Il palazzo ducale di Urbino si staglia come un blocco irregolare che sale.
Straordinario nella sua pulizia. Contemporaneo.
Mi convince che l’astrazione è uno dei mezzi più solidi per approcciarsi alla realtà e intravederne la struttura.
L’economia del decoro e del colore è evidente. Era da tempo che non vedevo un’architettura che mi colpiva con questa intensità. E mi conferma quanto raffinato dovesse essere Federico da Montefeltro, la sua straordinaria corte, gli artisti, le donne che gli ruotarono attorno verso la seconda metà del Quattrocento.
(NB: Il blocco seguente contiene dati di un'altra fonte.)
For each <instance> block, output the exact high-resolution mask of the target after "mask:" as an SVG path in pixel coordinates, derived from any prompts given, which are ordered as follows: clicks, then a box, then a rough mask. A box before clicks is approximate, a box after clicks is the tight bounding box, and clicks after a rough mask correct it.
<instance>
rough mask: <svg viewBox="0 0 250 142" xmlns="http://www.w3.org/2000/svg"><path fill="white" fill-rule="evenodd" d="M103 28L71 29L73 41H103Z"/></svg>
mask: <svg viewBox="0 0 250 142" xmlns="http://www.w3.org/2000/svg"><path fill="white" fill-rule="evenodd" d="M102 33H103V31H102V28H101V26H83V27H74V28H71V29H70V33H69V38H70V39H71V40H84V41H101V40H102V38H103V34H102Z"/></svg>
Quel che più mi piace è il gioco di vuoti e pieni che Laurana riuscì ad ottenere senza rinunciare a una struttura potente. Lo si vede per esempio nel momento in cui inserisce una parete-quinta in diagonale che produce un effetto scenografico di leggerezza.
Poi entro, e incontro un’altra sorpresa.
Non restano molti quadri di Piero della Francesca e tanti sono sparsi nei musei; ma due dei suoi capolavori sono qui.
Uno di questi è la Madonna di Senigallia.
E’ questo quadro a incantarmi, la sua luce.
Attraverso la luce, Piero porta rarefazione all’ambiente, sospensione nella materia solida.
Mi piace tantissimo.
Così come m’incantano quegli oggetti solitari nello scaffale dell’armadio a muro.
Ma le sorprese non sono finite.
Il palazzo ospita anche un dipinto di Raffaello ritornato in sede dopo un restauro.
E’ La Muta.
Ho sempre snobbato un po’ Raffaello: troppo perfetto per i miei gusti, troppo “realistico”, senza cioè quell’astrazione che esiste per esempio in Piero.
Ma oggi, davanti a quegli occhi, sono costretta a fermarmi.
Ne ho letto una volta a casa: in ogni commento appare l’aggettivo “triste” o “malinconico”, spesso giustificato dal fatto che una delle ipotesi più avallate sull’identità della donna corrisponda a Maria Della Rovere, il cui amante venne pugnalato poco prima che Raffaello dipingesse l’opera. Qui trovate una breve sintesi della lettura iconografica più accreditata.
Benché le attribuzioni non mi abbiano mai entusiasmato, ho sentito quanto la forza della ritrattistica risieda nella capacità di raccontare una persona. Gli occhi, le mani, la postura qui sono determinanti.
Il nero del fondo, i bordi leggermente sfumati e la scelta della gamma coloristica, poi hanno fatto il resto dell’incanto.